The Chancellor’s 2016 autumn statement confirmed the government’s plans to reform the Intermediaries Legislation, commonly referred to as IR35, this April. There are new measures introduced to ensure those in direct receipt of public funds pay the correct level of tax and national insurance contributions. This includes workers in schools.
IR35 is a complex set of rules concerning employment status that have evolved under case law over the last 100 years, as evidenced by the government’s own lengthy and complicated guidance notes.
According to the recent survey by the Recruitment and Employment Confederation (REC), public sector employers do not approve of the changes to the monitoring and reporting of skilled contractors’ tax status. The survey, based on the feedback from 95 public sector HR managers, highlighted that 69.5% expressed fears that the government’s changes would have a negative impact on NHS, councils and schools, by increasing their wage bill or damaging their ability to attract talented individuals and afford the senior contractors and interims they need to manage local public services. Furthermore, when asked about their ability to assess whether or not a contractor falls within the scope of IR35, 12.6% said they felt the rules were unclear, and just under 40% were unable to say they were confident in making those judgements.
HMRC estimates 90% non-compliance with the previous IR35 rules, in that employers were engaging workers under IR35 when in fact they should be treating them as employees for the purposes of PAYE and National Insurance. Consequently, HMRC states that the new IR35 rules aim to ensure consistent treatment of workers moving forwards, from the perspective of operating PAYE Tax and National Insurance.
IR35 Intermediaries Legislation - What is it?
All public sector employers will be affected by the set of rules known as IR35 that concern tax and National Insurance contributions.
The legislation has actually been in force for a good number of years, but the change from 6 April this year moves the responsibility of determining a contractor’s IR35 status from the contractor, to the end-client, i.e. schools. Interest and penalties can be charged on any extra tax and National Insurance contributions that are owed. Penalties may be more severe if it can be proved that IR35 rules or legislation have been deliberately ignored.
Workers that are paid through an intermediary will need to be assessed to discover if IR35 applies. An intermediary may be:
- The person’s own limited company
- A service or personal service company
- A partnership
Therefore, there is an obligation to check the employment status of any contractor that is invoicing, rather than being paid a salary through the payroll. There is a complex set of rules and criteria to help determine whether any particular scenario is caught by the rules.
Who needs to be aware of the changes in schools and academies?
IR35 does not apply when the worker is being paid as an employee on a school’s payroll, or as an agency employee on the agency’s payroll, and where all payments made to the worker are already subject to the deduction of PAYE Tax and National Insurance by the school / academy, or by the hiring agency.
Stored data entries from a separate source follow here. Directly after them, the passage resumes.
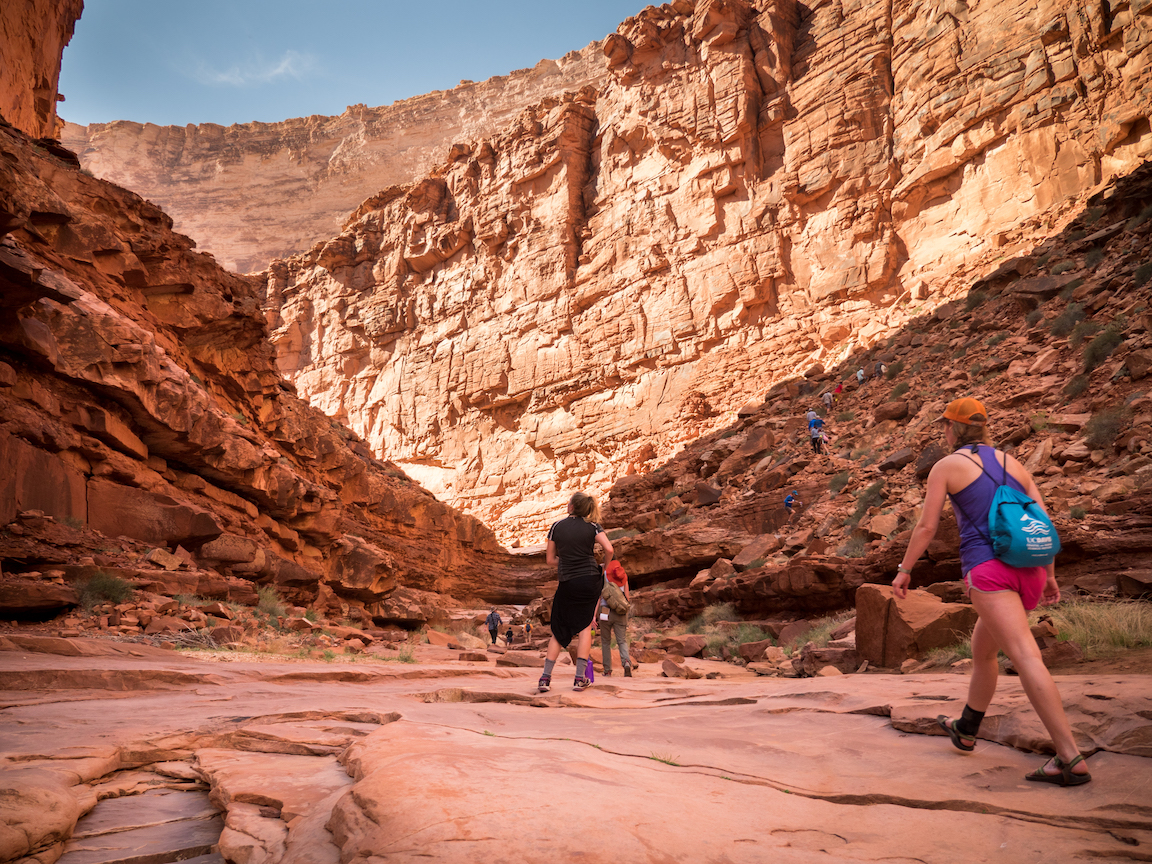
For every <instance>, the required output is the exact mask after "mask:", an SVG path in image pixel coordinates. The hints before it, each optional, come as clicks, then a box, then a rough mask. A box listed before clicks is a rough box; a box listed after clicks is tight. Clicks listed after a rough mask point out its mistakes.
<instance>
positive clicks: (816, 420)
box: [808, 417, 824, 454]
mask: <svg viewBox="0 0 1152 864" xmlns="http://www.w3.org/2000/svg"><path fill="white" fill-rule="evenodd" d="M808 434H809V437H810V438H811V439H812V453H816V454H821V453H824V420H823V419H821V418H820V417H810V418H809V420H808Z"/></svg>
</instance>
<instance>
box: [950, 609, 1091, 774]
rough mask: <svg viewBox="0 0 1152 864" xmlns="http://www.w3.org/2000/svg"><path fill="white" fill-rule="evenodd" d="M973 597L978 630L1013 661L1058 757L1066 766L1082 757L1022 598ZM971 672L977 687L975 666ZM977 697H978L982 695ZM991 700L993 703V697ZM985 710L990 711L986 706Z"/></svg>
mask: <svg viewBox="0 0 1152 864" xmlns="http://www.w3.org/2000/svg"><path fill="white" fill-rule="evenodd" d="M971 597H972V606H973V607H975V608H976V612H977V614H978V615H979V616H980V620H979V624H978V627H979V626H983V627H984V628H985V629H986V636H988V637H991V638H992V639H993V641H994V642H995V643H996V644H999V645H1000V647H1001V649H1002V650H1003V652H1005V653H1006V654H1008V657H1009V658H1011V661H1013V664H1014V665H1015V666H1016V670H1017V672H1018V673H1020V681H1021V683H1022V684H1023V685H1024V692H1025V694H1026V695H1028V700H1029V702H1030V703H1032V707H1033V708H1036V713H1037V714H1039V717H1040V722H1043V723H1044V728H1045V729H1047V730H1048V735H1051V736H1052V743H1053V744H1054V745H1055V748H1056V755H1058V756H1059V757H1060V758H1061V759H1062V760H1063V761H1066V763H1068V761H1071V760H1073V759H1075V758H1076V757H1077V756H1079V749H1078V748H1077V746H1076V738H1075V737H1073V729H1071V726H1070V725H1069V722H1068V717H1067V715H1066V714H1064V706H1063V703H1062V702H1061V700H1060V691H1059V690H1058V689H1056V682H1055V681H1053V680H1052V674H1051V673H1049V672H1048V668H1047V667H1046V666H1045V665H1044V660H1041V659H1040V647H1039V646H1038V645H1037V644H1036V638H1034V637H1033V636H1032V634H1031V631H1030V630H1029V627H1028V613H1026V612H1025V611H1024V604H1022V602H1021V599H1020V594H1017V593H1016V592H1015V591H996V592H992V593H982V592H979V591H972V594H971ZM975 636H976V634H975V631H973V645H972V658H973V661H975V658H976V651H977V644H976V643H975ZM980 647H982V650H986V646H984V645H982V646H980ZM972 672H973V683H975V677H976V674H975V673H976V665H975V662H973V667H972ZM985 687H986V685H985ZM977 696H978V697H979V694H978V695H977ZM988 700H991V695H990V697H988ZM972 707H973V708H977V710H979V708H978V706H977V705H972ZM985 707H987V704H986V703H985ZM1076 767H1077V768H1079V771H1078V772H1077V773H1084V772H1086V771H1087V768H1086V767H1084V766H1083V764H1082V765H1077V766H1076ZM1053 773H1059V772H1053Z"/></svg>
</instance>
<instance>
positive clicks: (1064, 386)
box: [1062, 376, 1090, 399]
mask: <svg viewBox="0 0 1152 864" xmlns="http://www.w3.org/2000/svg"><path fill="white" fill-rule="evenodd" d="M1089 384H1090V381H1089V378H1087V376H1076V377H1075V378H1074V379H1071V380H1070V381H1069V382H1068V384H1066V385H1064V389H1063V391H1062V392H1063V394H1064V395H1066V396H1068V397H1069V399H1076V396H1078V395H1081V394H1082V393H1083V392H1084V391H1086V389H1087V386H1089Z"/></svg>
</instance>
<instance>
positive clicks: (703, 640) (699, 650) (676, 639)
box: [657, 634, 707, 657]
mask: <svg viewBox="0 0 1152 864" xmlns="http://www.w3.org/2000/svg"><path fill="white" fill-rule="evenodd" d="M705 645H707V642H706V641H705V638H704V637H703V636H696V635H695V634H685V635H684V636H667V637H665V638H664V639H661V641H660V642H658V643H657V647H658V649H660V650H662V651H667V652H668V653H669V654H679V655H680V657H699V655H700V652H703V651H704V647H705Z"/></svg>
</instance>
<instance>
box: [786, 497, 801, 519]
mask: <svg viewBox="0 0 1152 864" xmlns="http://www.w3.org/2000/svg"><path fill="white" fill-rule="evenodd" d="M785 509H786V510H788V521H789V522H791V520H793V516H795V515H796V514H797V513H799V511H801V510H802V509H804V502H803V501H801V500H799V492H797V491H796V490H793V491H791V492H790V493H789V494H788V497H787V498H785Z"/></svg>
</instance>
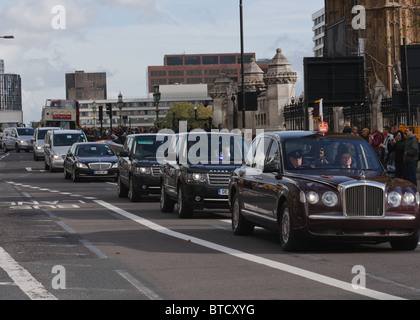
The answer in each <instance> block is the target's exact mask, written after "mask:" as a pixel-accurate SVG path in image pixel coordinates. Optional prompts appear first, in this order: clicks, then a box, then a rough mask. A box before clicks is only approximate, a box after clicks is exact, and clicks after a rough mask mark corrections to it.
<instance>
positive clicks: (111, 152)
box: [64, 142, 118, 182]
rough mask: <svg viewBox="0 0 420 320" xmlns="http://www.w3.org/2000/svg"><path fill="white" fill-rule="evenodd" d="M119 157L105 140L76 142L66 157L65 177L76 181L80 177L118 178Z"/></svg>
mask: <svg viewBox="0 0 420 320" xmlns="http://www.w3.org/2000/svg"><path fill="white" fill-rule="evenodd" d="M117 172H118V157H117V154H116V153H115V152H114V151H113V150H112V148H111V147H110V146H109V145H108V144H107V143H104V142H82V143H75V144H73V145H72V147H71V148H70V149H69V151H68V152H67V155H66V158H65V159H64V177H65V178H66V179H69V178H72V179H73V181H74V182H76V181H79V180H80V178H114V179H116V178H117Z"/></svg>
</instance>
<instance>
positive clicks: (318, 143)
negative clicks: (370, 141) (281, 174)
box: [283, 139, 382, 170]
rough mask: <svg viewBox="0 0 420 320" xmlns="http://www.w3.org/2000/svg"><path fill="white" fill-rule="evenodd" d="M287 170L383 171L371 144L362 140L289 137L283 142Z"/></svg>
mask: <svg viewBox="0 0 420 320" xmlns="http://www.w3.org/2000/svg"><path fill="white" fill-rule="evenodd" d="M283 154H284V166H285V168H286V169H287V170H301V169H303V170H312V169H337V170H343V169H346V170H382V165H381V163H380V162H379V160H378V157H377V156H376V154H375V152H374V151H373V149H372V147H371V146H370V145H369V144H368V143H367V142H366V141H363V140H346V139H307V140H306V139H289V140H286V141H284V142H283Z"/></svg>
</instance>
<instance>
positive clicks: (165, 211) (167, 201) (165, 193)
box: [160, 182, 175, 213]
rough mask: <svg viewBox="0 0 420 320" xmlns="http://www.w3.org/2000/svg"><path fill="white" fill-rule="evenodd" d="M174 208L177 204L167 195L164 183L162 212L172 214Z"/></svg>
mask: <svg viewBox="0 0 420 320" xmlns="http://www.w3.org/2000/svg"><path fill="white" fill-rule="evenodd" d="M174 207H175V202H174V201H173V200H172V199H170V198H169V196H168V195H167V193H166V189H165V184H164V183H163V182H162V185H161V187H160V211H161V212H163V213H171V212H173V211H174Z"/></svg>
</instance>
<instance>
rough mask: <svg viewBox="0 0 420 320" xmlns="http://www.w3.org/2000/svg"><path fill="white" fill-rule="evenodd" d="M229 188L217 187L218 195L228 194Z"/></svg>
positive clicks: (228, 193)
mask: <svg viewBox="0 0 420 320" xmlns="http://www.w3.org/2000/svg"><path fill="white" fill-rule="evenodd" d="M228 195H229V190H228V189H219V196H228Z"/></svg>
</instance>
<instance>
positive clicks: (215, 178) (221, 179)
mask: <svg viewBox="0 0 420 320" xmlns="http://www.w3.org/2000/svg"><path fill="white" fill-rule="evenodd" d="M231 175H232V174H231V173H210V174H209V176H208V177H209V184H211V185H215V186H228V185H229V179H230V177H231Z"/></svg>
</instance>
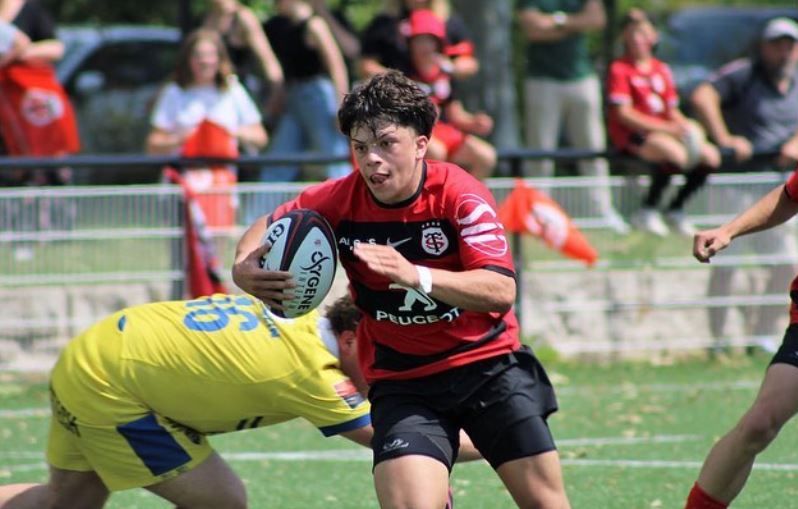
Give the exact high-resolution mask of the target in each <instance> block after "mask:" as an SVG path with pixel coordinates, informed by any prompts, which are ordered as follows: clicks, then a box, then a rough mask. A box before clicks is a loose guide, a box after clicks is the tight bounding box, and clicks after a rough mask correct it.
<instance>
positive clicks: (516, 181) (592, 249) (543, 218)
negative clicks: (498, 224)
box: [499, 179, 598, 265]
mask: <svg viewBox="0 0 798 509" xmlns="http://www.w3.org/2000/svg"><path fill="white" fill-rule="evenodd" d="M499 219H501V221H502V223H503V224H504V227H505V228H506V229H507V230H508V231H510V232H513V233H526V234H531V235H534V236H536V237H540V238H541V239H543V241H544V242H545V243H546V244H547V245H548V246H549V247H551V248H553V249H557V250H558V251H560V252H561V253H562V254H564V255H565V256H568V257H571V258H575V259H577V260H582V261H583V262H585V263H586V264H587V265H593V264H594V263H596V260H597V259H598V252H597V251H596V250H595V249H594V248H593V246H591V245H590V242H588V240H587V238H585V236H584V235H583V234H582V232H581V231H579V229H578V228H577V227H576V225H575V224H574V223H573V221H572V220H571V218H570V217H569V216H568V214H566V213H565V211H564V210H563V209H562V207H560V206H559V205H558V204H557V202H555V201H554V200H552V199H551V198H550V197H549V196H548V195H546V194H545V193H543V192H541V191H538V190H537V189H535V188H533V187H529V186H527V185H526V184H525V183H524V181H523V180H521V179H518V180H517V181H516V184H515V189H513V191H512V192H511V193H510V195H509V196H508V197H507V199H506V200H505V201H504V203H502V205H501V207H500V208H499Z"/></svg>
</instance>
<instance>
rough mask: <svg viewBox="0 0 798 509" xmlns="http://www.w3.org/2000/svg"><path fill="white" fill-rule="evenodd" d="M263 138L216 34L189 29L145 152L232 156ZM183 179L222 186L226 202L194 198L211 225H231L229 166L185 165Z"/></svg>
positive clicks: (156, 119) (214, 225) (197, 155)
mask: <svg viewBox="0 0 798 509" xmlns="http://www.w3.org/2000/svg"><path fill="white" fill-rule="evenodd" d="M267 139H268V138H267V135H266V131H265V130H264V128H263V125H262V124H261V116H260V113H259V112H258V108H257V107H256V106H255V103H254V102H253V101H252V99H251V98H250V96H249V95H248V94H247V92H246V90H245V89H244V87H243V86H242V85H241V84H240V83H239V81H238V79H237V77H236V75H235V74H233V65H232V63H231V62H230V59H229V57H228V56H227V51H226V50H225V47H224V44H223V43H222V39H221V37H220V36H219V34H218V33H217V32H215V31H213V30H208V29H198V30H195V31H194V32H192V33H191V34H189V35H188V36H187V37H186V39H185V41H184V42H183V45H182V47H181V48H180V53H179V54H178V61H177V65H176V69H175V73H174V79H173V81H171V82H170V83H168V84H167V85H166V86H165V87H164V89H163V90H162V91H161V93H160V95H159V97H158V100H157V102H156V104H155V108H154V111H153V113H152V130H151V131H150V134H149V136H148V138H147V152H148V153H150V154H177V153H179V152H181V151H183V152H184V154H185V155H188V156H206V157H214V156H216V157H219V156H222V157H234V156H235V155H237V153H238V151H237V147H238V145H240V146H242V147H244V148H245V149H246V150H249V151H256V150H258V149H261V148H263V147H264V146H265V145H266V142H267ZM189 148H190V150H189V153H186V150H187V149H189ZM185 179H186V181H187V183H188V185H189V186H190V187H191V188H192V189H193V190H194V191H198V192H207V191H211V190H216V191H219V190H220V188H227V191H226V192H227V196H226V198H224V197H223V199H225V200H227V204H224V205H221V204H219V198H218V197H213V196H205V197H203V196H200V197H199V201H200V204H201V205H202V208H203V211H204V212H205V216H206V218H207V219H208V223H209V224H210V225H212V226H231V222H232V221H233V220H234V217H233V216H234V208H235V202H234V201H232V202H231V201H230V200H234V197H233V196H232V194H230V190H229V188H230V187H231V186H232V185H233V184H234V183H235V181H236V175H235V171H234V169H231V168H229V167H213V168H203V169H199V168H195V169H190V170H188V171H187V172H186V176H185ZM220 207H221V208H220Z"/></svg>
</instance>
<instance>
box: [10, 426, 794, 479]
mask: <svg viewBox="0 0 798 509" xmlns="http://www.w3.org/2000/svg"><path fill="white" fill-rule="evenodd" d="M700 438H701V437H700V436H698V435H654V436H651V437H603V438H571V439H567V438H566V439H563V440H558V441H557V444H558V445H560V446H563V447H573V446H590V445H612V444H615V445H620V444H652V443H673V442H686V441H690V440H699V439H700ZM42 456H43V453H42V452H33V451H9V452H0V458H2V459H35V458H41V457H42ZM222 457H223V458H224V459H226V460H227V461H230V462H246V461H359V462H367V461H371V451H369V450H368V449H331V450H325V451H285V452H233V453H222ZM602 462H603V463H602ZM562 463H563V464H565V465H572V466H601V465H605V466H612V465H617V466H623V467H627V468H644V467H645V466H648V467H649V468H678V467H676V466H675V465H677V464H681V463H685V464H684V465H681V468H687V467H692V466H693V463H695V465H698V466H701V464H700V463H698V462H691V463H689V464H687V463H688V462H667V461H660V462H657V461H635V460H578V459H573V460H569V459H563V460H562ZM637 463H639V464H637ZM647 464H650V465H647ZM663 465H664V466H663ZM787 466H788V467H789V466H792V467H794V468H792V469H791V468H784V467H783V466H782V468H770V470H798V465H787ZM46 469H47V464H46V463H44V462H40V463H29V464H24V465H9V466H7V467H5V468H4V469H3V468H0V472H1V471H3V470H5V471H8V472H29V471H32V470H46Z"/></svg>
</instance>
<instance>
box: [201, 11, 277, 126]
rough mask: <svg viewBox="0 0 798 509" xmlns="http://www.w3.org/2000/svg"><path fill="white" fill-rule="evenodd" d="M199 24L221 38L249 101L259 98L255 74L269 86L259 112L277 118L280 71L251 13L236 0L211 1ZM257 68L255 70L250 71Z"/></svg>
mask: <svg viewBox="0 0 798 509" xmlns="http://www.w3.org/2000/svg"><path fill="white" fill-rule="evenodd" d="M210 3H211V8H210V10H209V11H208V13H207V14H206V15H205V18H204V19H203V22H202V27H203V28H208V29H210V30H215V31H217V32H219V35H221V37H222V41H223V42H224V45H225V48H226V49H227V54H228V56H229V57H230V60H231V61H232V63H233V66H234V71H235V73H236V75H237V76H239V77H240V80H241V82H242V84H243V85H244V86H245V87H246V88H247V90H248V91H249V93H250V94H252V96H253V97H256V98H260V97H262V92H264V91H262V90H260V84H259V83H258V81H257V78H256V76H257V74H258V71H259V72H260V73H261V74H262V75H263V77H265V78H266V79H267V80H268V82H269V91H268V100H267V101H266V104H265V105H264V108H263V111H264V114H265V115H266V116H267V118H269V119H272V118H274V117H276V116H277V114H278V113H279V111H280V108H281V103H282V101H283V70H282V68H281V67H280V62H279V61H278V60H277V57H276V56H275V54H274V51H273V50H272V47H271V46H270V45H269V41H268V39H266V35H265V34H264V33H263V27H262V26H261V24H260V21H259V20H258V18H257V16H256V15H255V13H254V12H252V9H250V8H249V7H247V6H245V5H242V4H241V3H240V2H238V1H237V0H212V1H211V2H210ZM255 64H257V67H259V69H257V70H256V69H255V68H254V67H256V65H255Z"/></svg>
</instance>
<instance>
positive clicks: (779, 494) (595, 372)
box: [0, 354, 798, 509]
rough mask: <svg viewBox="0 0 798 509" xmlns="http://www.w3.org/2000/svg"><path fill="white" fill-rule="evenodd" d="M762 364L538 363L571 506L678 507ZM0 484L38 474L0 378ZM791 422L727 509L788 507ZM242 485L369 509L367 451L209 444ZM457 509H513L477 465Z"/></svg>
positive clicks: (42, 450) (42, 407)
mask: <svg viewBox="0 0 798 509" xmlns="http://www.w3.org/2000/svg"><path fill="white" fill-rule="evenodd" d="M768 360H769V357H768V356H767V355H763V354H760V355H756V356H754V357H752V358H748V357H744V356H739V357H731V358H727V359H724V360H716V361H699V360H693V361H687V362H681V363H675V364H668V363H662V362H658V363H656V364H649V363H622V364H606V365H596V364H582V363H580V364H576V363H565V362H550V363H548V369H549V372H550V374H551V375H552V378H553V379H554V381H555V384H556V386H557V389H558V394H559V398H560V407H561V410H560V411H559V412H558V413H557V414H555V415H554V416H553V417H552V419H551V426H552V428H553V431H554V433H555V437H556V439H557V440H558V443H559V447H560V451H561V454H562V458H563V463H564V473H565V480H566V483H567V489H568V493H569V496H570V498H571V501H572V504H573V506H574V508H576V509H580V508H585V509H615V508H618V509H646V508H681V507H682V503H683V500H684V497H685V496H686V494H687V491H688V490H689V488H690V486H691V485H692V483H693V481H694V480H695V477H696V475H697V473H698V469H699V467H700V463H701V461H702V460H703V458H704V456H705V454H706V452H707V451H708V450H709V447H710V446H711V445H712V443H713V442H714V441H715V440H716V439H717V438H719V436H720V435H721V434H722V433H724V432H725V431H726V430H727V429H728V428H729V427H730V426H732V425H733V424H734V422H735V421H736V420H737V418H738V417H739V416H740V415H741V413H742V412H743V411H744V410H745V409H746V408H747V407H748V405H749V404H750V402H751V401H752V400H753V397H754V395H755V393H756V390H757V387H758V385H759V382H760V380H761V377H762V373H763V371H764V369H765V366H766V365H767V362H768ZM0 409H2V410H0V483H10V482H33V481H40V480H43V479H44V478H45V476H46V470H45V464H44V460H43V453H42V451H43V450H44V447H45V442H46V426H47V396H46V391H45V385H44V380H43V379H42V378H41V377H39V378H35V377H31V376H30V375H15V374H12V373H5V374H0ZM796 431H798V430H797V429H796V426H795V425H794V424H791V425H788V426H787V427H785V429H784V430H783V432H782V434H781V435H780V437H779V438H778V439H777V441H776V442H775V443H774V444H773V445H772V446H771V447H770V449H769V450H768V451H766V452H765V453H764V454H762V455H761V457H760V458H759V460H758V466H757V467H755V470H754V472H753V474H752V476H751V479H750V481H749V484H748V486H747V488H746V490H745V491H744V492H743V495H742V496H741V497H740V498H739V499H738V502H737V503H736V504H735V506H734V507H735V508H736V509H745V508H750V509H761V508H786V507H795V500H796V497H797V496H798V483H796V482H795V477H796V474H798V433H796ZM212 441H213V443H214V445H215V447H216V448H217V450H219V451H220V452H221V453H222V454H223V455H224V456H225V457H226V458H227V459H228V461H229V462H230V463H231V464H232V466H233V468H234V469H235V470H236V471H237V472H239V474H240V475H241V476H242V477H243V478H244V479H245V482H246V484H247V487H248V490H249V494H250V501H251V507H253V508H255V509H259V508H274V509H278V508H282V509H297V508H307V509H314V508H319V509H321V508H325V509H326V508H328V507H336V508H347V509H355V508H371V507H376V499H375V496H374V494H373V489H372V485H371V473H370V453H369V452H368V451H366V450H365V449H362V448H359V447H357V446H356V445H354V444H350V443H349V442H347V441H346V440H344V439H340V438H330V439H325V438H323V437H322V436H321V434H320V433H319V432H318V431H317V430H315V429H314V428H313V427H312V426H310V425H309V424H307V423H306V422H302V421H293V422H289V423H285V424H282V425H279V426H274V427H270V428H263V429H259V430H254V431H248V432H241V433H232V434H228V435H223V436H217V437H214V438H213V439H212ZM452 483H453V486H454V488H455V497H456V505H457V508H458V509H477V508H486V509H495V508H503V507H514V506H513V504H512V502H511V500H510V498H509V497H508V496H507V495H506V494H505V492H504V490H503V487H502V486H501V484H500V483H499V481H498V479H497V477H496V475H495V474H494V473H493V472H492V470H491V469H490V468H489V467H488V466H487V465H486V464H484V463H482V462H478V463H466V464H459V465H457V466H456V468H455V470H454V474H453V478H452ZM108 507H112V508H118V509H122V508H124V509H134V508H161V507H169V506H168V505H167V504H165V503H163V502H161V501H160V500H159V499H156V498H155V497H154V496H152V495H150V494H148V493H147V492H145V491H144V490H134V491H128V492H123V493H118V494H115V495H114V496H112V498H111V502H110V503H109V505H108Z"/></svg>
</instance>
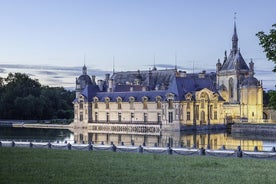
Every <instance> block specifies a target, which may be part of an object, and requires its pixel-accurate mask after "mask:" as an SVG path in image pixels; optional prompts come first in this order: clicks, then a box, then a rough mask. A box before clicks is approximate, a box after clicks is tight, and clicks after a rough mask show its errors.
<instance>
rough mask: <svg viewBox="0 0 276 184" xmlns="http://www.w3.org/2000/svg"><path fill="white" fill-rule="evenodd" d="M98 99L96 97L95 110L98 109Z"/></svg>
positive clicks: (95, 101) (94, 100) (94, 106)
mask: <svg viewBox="0 0 276 184" xmlns="http://www.w3.org/2000/svg"><path fill="white" fill-rule="evenodd" d="M98 101H99V100H98V98H97V97H96V98H94V108H95V109H98Z"/></svg>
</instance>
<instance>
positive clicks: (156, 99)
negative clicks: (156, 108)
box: [156, 96, 162, 109]
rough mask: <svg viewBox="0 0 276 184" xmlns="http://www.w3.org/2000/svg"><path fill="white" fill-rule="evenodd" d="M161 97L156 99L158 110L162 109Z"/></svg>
mask: <svg viewBox="0 0 276 184" xmlns="http://www.w3.org/2000/svg"><path fill="white" fill-rule="evenodd" d="M161 99H162V98H161V96H157V97H156V108H157V109H161Z"/></svg>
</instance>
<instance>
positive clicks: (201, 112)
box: [200, 111, 205, 123]
mask: <svg viewBox="0 0 276 184" xmlns="http://www.w3.org/2000/svg"><path fill="white" fill-rule="evenodd" d="M200 123H205V112H204V111H201V113H200Z"/></svg>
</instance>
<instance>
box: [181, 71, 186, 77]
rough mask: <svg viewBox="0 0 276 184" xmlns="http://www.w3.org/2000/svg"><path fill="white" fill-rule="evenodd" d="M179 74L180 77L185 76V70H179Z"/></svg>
mask: <svg viewBox="0 0 276 184" xmlns="http://www.w3.org/2000/svg"><path fill="white" fill-rule="evenodd" d="M179 76H180V77H187V73H186V71H179Z"/></svg>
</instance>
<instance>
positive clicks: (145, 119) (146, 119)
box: [144, 113, 148, 122]
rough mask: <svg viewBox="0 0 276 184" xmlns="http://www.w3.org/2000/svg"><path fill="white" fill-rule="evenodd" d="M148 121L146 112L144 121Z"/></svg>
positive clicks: (144, 117) (147, 115) (144, 121)
mask: <svg viewBox="0 0 276 184" xmlns="http://www.w3.org/2000/svg"><path fill="white" fill-rule="evenodd" d="M147 121H148V114H147V113H144V122H147Z"/></svg>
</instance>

Agencies will also be affected by the new rules if they supply a worker to a school or academy, who operates through a personal service company. The agency will have to pay the employer’s NICs but the school will have to determine if the new rules apply.
Schools have to use the facts of each contract of engagement to decide if IR35 applies. It is important not to just use a description, or a job title. It will be necessary for school business managers or HR officers to work out an individual’s employment status for each contract, by considering what that relationship would be if there wasn’t an intermediary involved. This practically needs reviewing for each individual contract, so make sure it is considered again if the arrangements change. The impact can be far-reaching considering the external support most schools engage with across an academic year. The new rules may, for example, apply to contracts with educational consultants, sports coaches, peripatetic teachers, and exam invigilators.
An online checker is available to verify the status of any workers. HMRC will abide by that decision, although they will want to check that the answers given are correct. We recommend keeping a copy of the decision for your own records. Before using the online checker, knowledge of the engagement will be necessary, including:
- The contractual basis upon which the worker is engaged
- The worker’s duties and responsibilities
- Who decides what work needs to be done
- Who decides when, where and how the work is done
- How the worker will be paid
- If the worker can use a substitute worker for all or part of the work, and if so then who pays the substitute
- If the engagement includes any benefits or reimbursement for expenses.
Accurate and comprehensive record keeping is highly important in ensuring that decisions made in individual cases, both before and after 6 April 2017, are consistent and can be justified in the context of IR35.
Payroll and HR implications for Schools & Academies
Although contractors impacted by this measure may have to pay tax like an employee, their employment status will not change, so they will not receive the rights and benefits that go with employment such as pension contributions, holiday pay and unfair dismissal rights.
Naturally, the impact on schools of the IR35 rule is that it will increase the wage bills of academies and schools, as they will have to pay employers’ National Insurance Contributions on the contractor payments. This comes at a time when the education sector is already under extreme financial pressure.